MLST (Pathogenwatch)

Following from the Pathogenwatch exercise in Section 10.4, open the collection that you created for your samples and answer the following questions:

  • Which sequence type were your sequences assigned to?
  • How do the results compare with output from the command line version of the software? (You need to complete the previous exercise to answer this question)

First, we make sure to be on the collection view screen for our “AWD Workshop - Ambroise 2023” collection created earlier (Section 10.4). In case you don’t have it open, you can get it from the account menu (top-left button, as shown on image below) and click on “My Collections”. Your collection should be listed and you can click on “View Colection”.

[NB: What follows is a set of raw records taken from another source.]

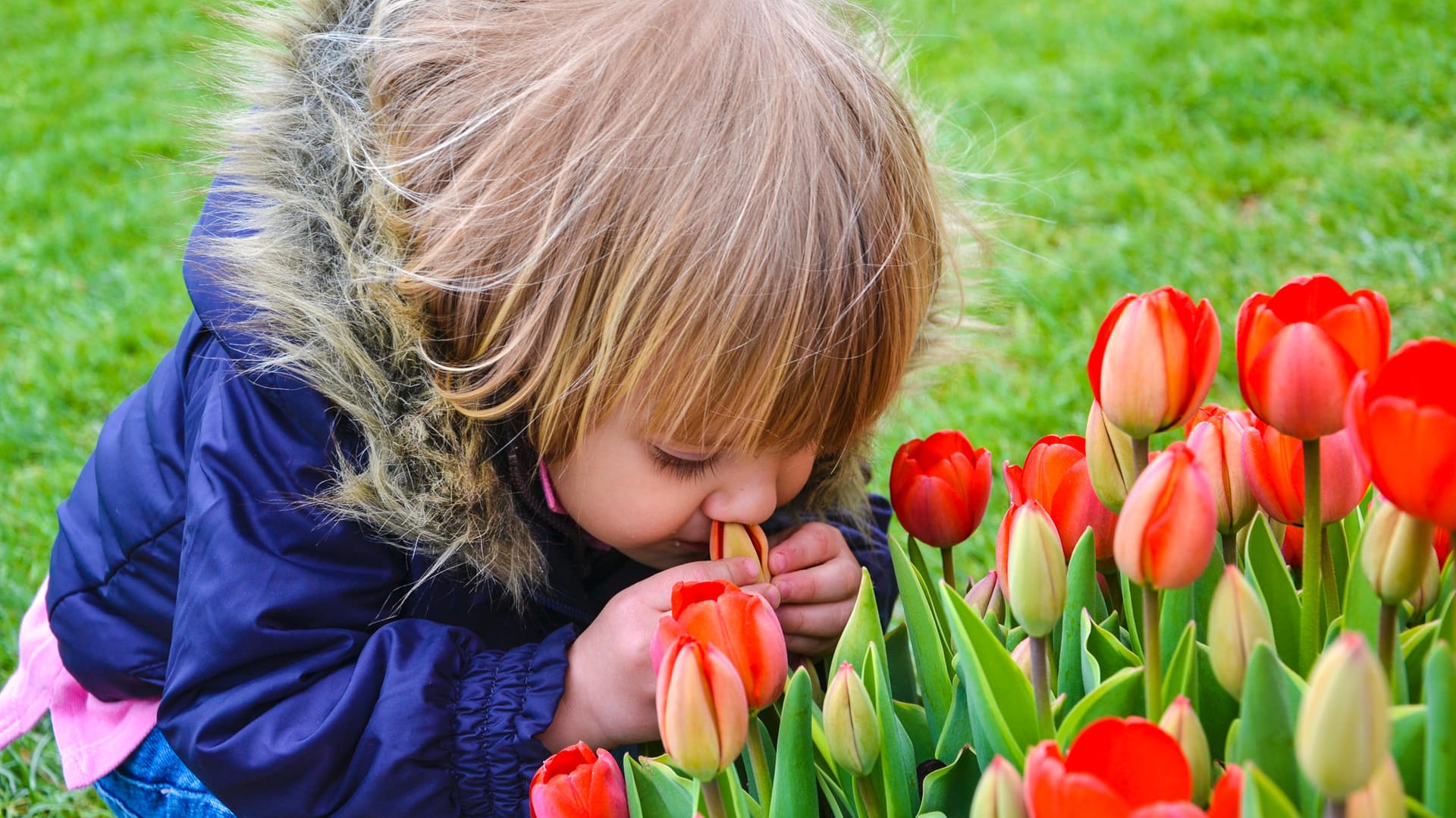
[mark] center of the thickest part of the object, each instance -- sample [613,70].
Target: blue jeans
[155,783]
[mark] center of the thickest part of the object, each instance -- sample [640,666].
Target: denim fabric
[155,783]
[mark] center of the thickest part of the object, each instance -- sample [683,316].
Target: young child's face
[654,500]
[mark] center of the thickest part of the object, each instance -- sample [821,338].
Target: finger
[826,582]
[810,545]
[821,620]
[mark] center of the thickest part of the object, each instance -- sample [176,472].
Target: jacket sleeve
[286,691]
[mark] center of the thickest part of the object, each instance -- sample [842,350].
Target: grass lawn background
[1218,146]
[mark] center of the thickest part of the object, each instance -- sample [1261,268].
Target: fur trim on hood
[309,281]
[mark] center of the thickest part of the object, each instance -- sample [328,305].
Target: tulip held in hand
[1153,360]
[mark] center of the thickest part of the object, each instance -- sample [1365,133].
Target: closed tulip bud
[1166,530]
[701,708]
[580,783]
[998,795]
[1110,459]
[1036,571]
[851,724]
[1183,724]
[1395,552]
[1218,447]
[1153,360]
[727,541]
[1345,722]
[1382,798]
[1237,623]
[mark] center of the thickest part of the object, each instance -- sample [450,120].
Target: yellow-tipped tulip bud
[737,539]
[998,795]
[1395,550]
[1110,459]
[1237,623]
[851,724]
[1036,569]
[1382,798]
[1345,722]
[1183,724]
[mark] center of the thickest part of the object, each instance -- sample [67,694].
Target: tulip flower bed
[1222,628]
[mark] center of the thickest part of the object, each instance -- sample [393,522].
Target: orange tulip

Once inside the collection view, the MLST table is usually the one shown by default, or you can choose it from the drop-down menu on the top-left of the table:

From this table we can see that:

  • All of our samples were assigned a new type. This is indicated by the * in the ST column.
  • The results are very similar to the command line version of the tool, except we don’t get information about similar alleles that were matched to the new gene alleles found.

11.5 Summary

Key Points
  • MLST (Multilocus Sequence Typing) is a genotyping method used to identify and categorize bacterial strains based on the sequences of specific housekeeping genes.
  • It aids in tracking and monitoring the spread of bacterial pathogens, understanding their genetic diversity, and detecting outbreaks.
  • MLST can be performed using web-based tools like Pathogenwatch and PubMLST, which offer user-friendly interfaces for sequence type assignment.
  • Dedicated command-line software such as mlst allows for automation and give a more detailed output.
  • MLST results reveal the sequence types (STs) of bacterial strains, which can help in identifying clonal groups and their relatedness.
  • The validity of MLST results depends on the quality of input data, as errors in the assembly may result in wrongly classifying our assemblies as a new ST.